"É preconceito Bolsonaro achar que multa por salário desigual afeta mulher"
A Pesquisa Nacional por Amostra de Domicílios Contínua (Pnad Contínua) divulgada pelo IBGE (Instituto Brasileiro de Geografia e Estatística) em 2017 mostrou que, no ano anterior, os homens recebiam, em média, um salário mensal de R$ 2.380, enquanto as mulheres ganhavam R$ 1.836. Foi por causa de dados como este que o Senado aprovou em março o projeto de lei (PL) que combate desigualdade salarial entre os gêneros, com multa ao empregador caso comprovada a discrepância. No entanto, sem apresentar dados, o presidente Jair Bolsonaro (sem partido) disse nesta quinta (22) que a proposta prejudicará as mulheres.
Para o mandatário, arranjar emprego pode se tornar "quase impossível" para as mulheres, caso ele sancione o PL porque, nas palavras dele, "pode ser que o pessoal não contrate, ou contrate menos mulheres, vai ter mais dificuldade ainda". E lançou uma "enquete" virtual sobre o tema para seus seguidores, pedindo respostas até segunda-feira (26), quando termina o prazo para sanção ou veto do projeto.
"Fala é preconceituosa"
Mestra em direito do trabalho pela USP (Universidade de São Paulo) e conselheira de política para mulheres da cidade de São Paulo, Tainã Góis acredita que o PL não irá apenas melhorar a condição feminina nas empresas como também vai clarear o que já está na Constituição.
Em conversa com Universa, a advogada primeiro recorre à história do Brasil e lembra que, desde 1917, durante as primeiras greves nos centros industriais, a pauta das mulheres trabalhadoras era salário igual por trabalho igual. E que a Constituição de 1988 proíbe a "diferença de salários, de exercício de funções e de critério de admissão por motivo de sexo, idade, cor ou estado civil".
"Então não é nenhuma inovação essa demanda.
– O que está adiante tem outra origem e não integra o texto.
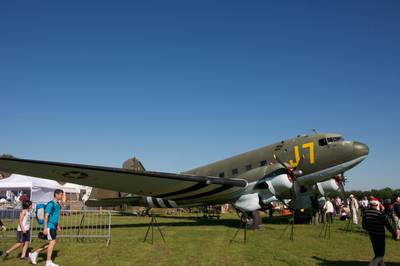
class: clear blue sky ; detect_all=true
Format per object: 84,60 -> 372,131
0,1 -> 400,189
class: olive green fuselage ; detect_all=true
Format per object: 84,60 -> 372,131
185,133 -> 368,182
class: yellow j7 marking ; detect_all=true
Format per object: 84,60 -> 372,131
289,142 -> 315,168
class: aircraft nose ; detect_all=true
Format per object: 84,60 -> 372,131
353,141 -> 369,156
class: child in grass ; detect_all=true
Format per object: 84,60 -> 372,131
2,200 -> 32,259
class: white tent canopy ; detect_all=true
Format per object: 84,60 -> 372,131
61,183 -> 88,194
0,174 -> 62,203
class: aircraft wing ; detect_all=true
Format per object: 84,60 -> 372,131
0,158 -> 247,200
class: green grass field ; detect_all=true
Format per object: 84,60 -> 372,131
0,214 -> 400,266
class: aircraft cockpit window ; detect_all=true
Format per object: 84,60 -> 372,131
318,139 -> 328,146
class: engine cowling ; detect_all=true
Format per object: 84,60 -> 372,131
315,178 -> 340,196
255,164 -> 293,195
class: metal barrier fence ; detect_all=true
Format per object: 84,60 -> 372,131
0,209 -> 111,246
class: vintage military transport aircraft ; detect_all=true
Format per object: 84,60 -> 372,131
0,133 -> 369,224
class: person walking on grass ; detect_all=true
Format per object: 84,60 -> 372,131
29,189 -> 64,266
2,200 -> 32,260
362,197 -> 399,266
324,198 -> 334,223
0,219 -> 7,231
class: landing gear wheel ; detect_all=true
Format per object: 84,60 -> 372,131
238,211 -> 262,230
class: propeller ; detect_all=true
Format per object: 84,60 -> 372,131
274,154 -> 305,212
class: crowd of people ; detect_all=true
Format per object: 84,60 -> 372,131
318,195 -> 400,266
0,189 -> 64,266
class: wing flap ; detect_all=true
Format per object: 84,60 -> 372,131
0,158 -> 247,198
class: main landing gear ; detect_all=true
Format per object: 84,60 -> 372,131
229,210 -> 262,243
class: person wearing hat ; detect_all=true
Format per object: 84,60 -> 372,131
362,199 -> 399,265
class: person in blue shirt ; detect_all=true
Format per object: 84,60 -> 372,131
29,189 -> 64,266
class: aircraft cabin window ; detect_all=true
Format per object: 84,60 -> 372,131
328,137 -> 343,143
318,139 -> 328,146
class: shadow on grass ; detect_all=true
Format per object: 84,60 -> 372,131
111,216 -> 291,228
312,256 -> 400,266
111,217 -> 240,228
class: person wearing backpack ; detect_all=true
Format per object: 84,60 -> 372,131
2,200 -> 32,260
29,189 -> 64,266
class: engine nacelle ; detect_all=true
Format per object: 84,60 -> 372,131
254,164 -> 293,196
316,178 -> 340,196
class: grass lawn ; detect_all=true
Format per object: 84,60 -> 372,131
0,214 -> 400,266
A discussão sobre o tema já está superada. O que não tinha até então era uma coerção para as empresas. Estamos falando de uma regulamentação que já existe dentro da Constituição", afirma Tainã.
Sobre o argumento do presidente de que impor multas a empresas faria com que elas tivessem menos interesse em mão de obra feminina, ela diz que o contrário aconteceu mesmo após a garantia da licença-maternidade, também na Constituição, com o aumento da participação das mulheres no mercado de trabalho. "A colocação de Bolsonaro é baseada num preconceito. Precisamos ver se em países que implementaram esse tipo de medida houve redução de mão de obra feminina."
Esse tipo de fala pressupõe que o trabalho da mulher é dispensável, que o empregador pode abrir mão da empregada e só contratar homens, o que não e uma realidade em vários aspectos. É uma visão que coloca a lei subordinada de certa maneira ao interesse das empresas porque a legislação não existe para criar ambiente mais confortável para elas, mas para proteger grupos vulnerabilizados pela estrutura social, diz a advogada
"Outras políticas precisam ser adotadas"
A advogada Anne Caroline Prudêncio, sócia da Page Compliance, corrobora e complementa que as iniciativas legislativas e políticas, públicas e privadas, para a promoção da igualdade salarial entre gêneros promovem um efeito educativo e reflexivo na sociedade, "além de impulsionar mudanças nas políticas internas das organizações, especialmente relativas às contratações e promoções".
Para a especialista, é preciso entender as questões que levam a essa diferença salarial e ainda o porquê de mulheres com o mesmo nível ou até com maior capacitação e escolaridade que homens não alcançarem os mesmos cargos.
"Dessa forma, outras políticas e ações precisam ser adotadas para equalizar as diferenças salariais de gênero, como por exemplo, investir em licenças-maternidade e paternidade estendidas, em indicadores de avaliação de produtividade, em flexibilização de trabalho para a conciliação da vida familiar com a corporativa, em capacitações e mentorias para que as mulheres alcancem cargos liderança entre outras", conclui.
Juliana Oliveira Nascimento, que junto com Anne é uma das fundadoras do Compliance Women Committee (CWC), lembra que o país está indo ao encontro de iniciativas legislativas que já foram realizadas por países europeus. Na Alemanha, ela exemplifica, em 2020, a chanceler Angela Merkel estabeleceu o primeiro plano para redução das desigualdades entre homens e mulheres, além de estratégias para aprimorar as oportunidades de carreira.
"Além disso, no documento com os objetivos do desenvolvimento sustentável da ONU, o Brasil se comprometeu com o cumprimento dessa agenda global até 2030", fala. "E um dos objetivos é alcançar a igualdade de gênero e empoderar todas as mulheres e meninas, além de reduzir todas as formas de discriminação."